The special commercial franchise and separate representation of commercial electors on the Dublin Corporation which this Bill proposes to discontinue was introduced as part of the Local Government (Dublin) Bill, 1930. The attitude of Fianna Fáil was clearly disclosed on the Second Reading of that Bill. It was then said that the Bill was evidence of the fear of the common people by those who said they only wanted the will of the people to be put into execution; that it was a vicious effort to restore the old ascendancy on the necks of the Dublin citizens, and was a return to the autocracy that was fought for centuries. It was pointed out that the principle of giving a man votes according to the size of his bank balance—for that is what it amounted to—was bad, and one that no democratic institution ought to stand over, and that the proposed new franchise was an insult to the common people because it was an effort to render their representatives on the council impotent. Introducing the Bill, the then Ministers asked to have it explained whether there were wanted on the Council of our municipalities men who are highly skilled but who are so very much immersed in commerce and business that they will not turn to the task of facing the ordinary electorate for local government election purposes. The answer is in two parts, the first is we want competent representatives, and the second we do not want men who will not do what are the ordinary duties of every citizen unless they have a special franchise and rights.
One might infer that but for the commercial franchise, business interests would have been unrepresented on the City Council, but that did not prove to be the case. The ordinary members of the Dublin Corporation are drawn from a wide variety of businesses, professions and classes.
Assuming this commercial franchise had all the merits ascribed to it, the electors enfranchised thereby might reasonably be expected to make some use of it. During the period between the passing of the Act of 1930 and the Corporation elections there was not sufficient time available to permit the making of a house to house inquiry to find out particulars of all electors entitled to the commercial franchise. Instead, wide publicity was given and electors were invited to send in claims —and that involved a minimum of trouble in return for the right of entry into this privileged coterie. Notwithstanding the drive made, only 1,048 entries appeared on the commercial register whereas a complete register would have contained over 2,500 entries. It may be truly said that the best comment on the franchise was supplied by the people the Bill sought to enfranchise, for more than half either did not want it, or were too indifferent or apathetic to claim it.

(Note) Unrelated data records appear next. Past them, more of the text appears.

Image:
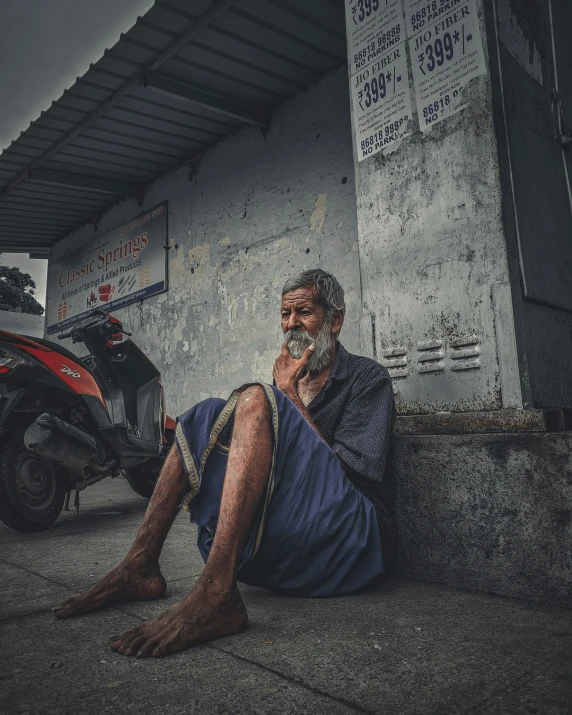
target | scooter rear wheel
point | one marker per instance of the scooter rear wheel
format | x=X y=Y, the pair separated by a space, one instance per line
x=31 y=492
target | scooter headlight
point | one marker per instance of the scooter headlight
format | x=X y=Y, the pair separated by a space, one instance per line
x=9 y=360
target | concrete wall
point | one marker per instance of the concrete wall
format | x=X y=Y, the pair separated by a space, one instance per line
x=432 y=250
x=257 y=210
x=24 y=323
x=535 y=175
x=488 y=512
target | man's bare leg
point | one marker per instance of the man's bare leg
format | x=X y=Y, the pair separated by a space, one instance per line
x=138 y=577
x=214 y=607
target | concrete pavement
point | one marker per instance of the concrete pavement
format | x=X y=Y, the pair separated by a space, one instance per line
x=410 y=647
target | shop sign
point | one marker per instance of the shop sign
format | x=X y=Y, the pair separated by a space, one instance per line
x=121 y=267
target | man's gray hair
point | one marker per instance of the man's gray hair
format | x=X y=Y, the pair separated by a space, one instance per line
x=329 y=292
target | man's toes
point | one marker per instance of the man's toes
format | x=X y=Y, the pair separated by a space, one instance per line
x=122 y=642
x=171 y=645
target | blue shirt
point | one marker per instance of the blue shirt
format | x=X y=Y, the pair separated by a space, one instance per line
x=355 y=413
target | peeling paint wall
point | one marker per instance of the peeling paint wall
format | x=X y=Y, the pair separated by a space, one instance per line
x=257 y=210
x=432 y=248
x=534 y=67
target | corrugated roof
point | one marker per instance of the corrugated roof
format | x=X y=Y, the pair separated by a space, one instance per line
x=184 y=76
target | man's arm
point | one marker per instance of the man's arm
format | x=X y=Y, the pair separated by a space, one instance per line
x=363 y=435
x=287 y=372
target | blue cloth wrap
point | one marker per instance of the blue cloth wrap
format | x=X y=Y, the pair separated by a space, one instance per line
x=314 y=533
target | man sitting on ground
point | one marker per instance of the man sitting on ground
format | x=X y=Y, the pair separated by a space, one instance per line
x=283 y=481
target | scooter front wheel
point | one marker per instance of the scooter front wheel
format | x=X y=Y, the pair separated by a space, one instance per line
x=31 y=492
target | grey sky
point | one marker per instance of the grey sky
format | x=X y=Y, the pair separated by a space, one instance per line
x=44 y=46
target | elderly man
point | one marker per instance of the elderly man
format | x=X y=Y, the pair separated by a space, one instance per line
x=283 y=481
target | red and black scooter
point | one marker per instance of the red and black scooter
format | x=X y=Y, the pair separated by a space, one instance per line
x=68 y=422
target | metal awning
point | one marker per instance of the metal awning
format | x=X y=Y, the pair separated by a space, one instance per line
x=186 y=75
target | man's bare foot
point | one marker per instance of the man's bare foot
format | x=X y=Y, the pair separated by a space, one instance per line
x=203 y=615
x=137 y=578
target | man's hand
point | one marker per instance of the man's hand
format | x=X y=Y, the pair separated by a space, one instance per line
x=287 y=371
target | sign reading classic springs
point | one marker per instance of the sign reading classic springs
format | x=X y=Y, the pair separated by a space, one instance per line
x=121 y=267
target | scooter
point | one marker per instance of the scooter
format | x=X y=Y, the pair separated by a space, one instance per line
x=67 y=422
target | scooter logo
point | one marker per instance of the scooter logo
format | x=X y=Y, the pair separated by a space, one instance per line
x=68 y=371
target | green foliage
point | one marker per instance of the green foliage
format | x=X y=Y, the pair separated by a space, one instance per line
x=17 y=291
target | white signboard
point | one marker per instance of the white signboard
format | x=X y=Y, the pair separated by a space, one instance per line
x=446 y=54
x=120 y=267
x=378 y=74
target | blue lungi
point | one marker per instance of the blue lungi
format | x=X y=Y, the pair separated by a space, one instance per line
x=314 y=533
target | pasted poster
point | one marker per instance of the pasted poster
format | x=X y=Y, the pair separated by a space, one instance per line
x=446 y=54
x=122 y=266
x=379 y=81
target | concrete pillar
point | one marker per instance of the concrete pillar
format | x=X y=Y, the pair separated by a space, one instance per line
x=440 y=250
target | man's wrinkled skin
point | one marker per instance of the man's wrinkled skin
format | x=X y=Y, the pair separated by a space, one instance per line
x=214 y=607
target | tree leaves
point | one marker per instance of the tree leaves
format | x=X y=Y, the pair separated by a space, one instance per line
x=17 y=292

From any survey of the growth of democratic institutions there emerges one salient feature and that is the gradual widening of the basis of popular franchise. The historical gradation seems to be: (1) Aristocracy, (2) Plutocracy, and (3) Democracy. The provisions contained in the Commercial Franchise Act was a futile attempt to revert in time to a system of Government that is now outworn. I am aware that it was contended that the objects of the legislative provisions embodied in that Bill was to give representation to business people possessing offices or commercial concerns in the city, but disqualified on the grounds of residence outside the municipal area. But the Bill itself, as it came before the Dáil and passed into law, effected far more than this trivial modification of the law. It created within a democratically elected assembly a reservation based entirely on wealth, access to which was restricted to a particular class and it set up a most dangerous precedent for the perpetuation of class conflict. It provided emphatic and unanswerable argument for those who would contend that there was one law for the rich and another for the poor. In short, it was the nucleus of a scheme which, if generally adopted, would necessitate a fresh agitation for franchise reform such as most people thought was settled a century ago. It will, however, be observed that this daring and reactionary experiment was not attempted outside Dublin; seemingly some slight political insight remained and the municipal constitution of Dublin was the only one to be stigmatised with this inexcusable reversion to the discredited principles of plutocracy. The object of the Bill now before the House is to remove that stigma and to restore to the ordinary local government electors of Dublin County Borough the complete control of their municipal franchise.
So far as any claim may be preferred by non-resident business people, it may be noted that the wide periphery of the new city area has included most suburban claimants to municipal franchise. Accordingly, I move the Second Reading of the Bill to discontinue this system. The total membership of the Corporation is not proposed to be reduced on the passing of this Bill and the Borough Electoral Area Order of 1930 will be amended so as to distribute over the existing borough electoral areas the five seats at present reserved to commercial members.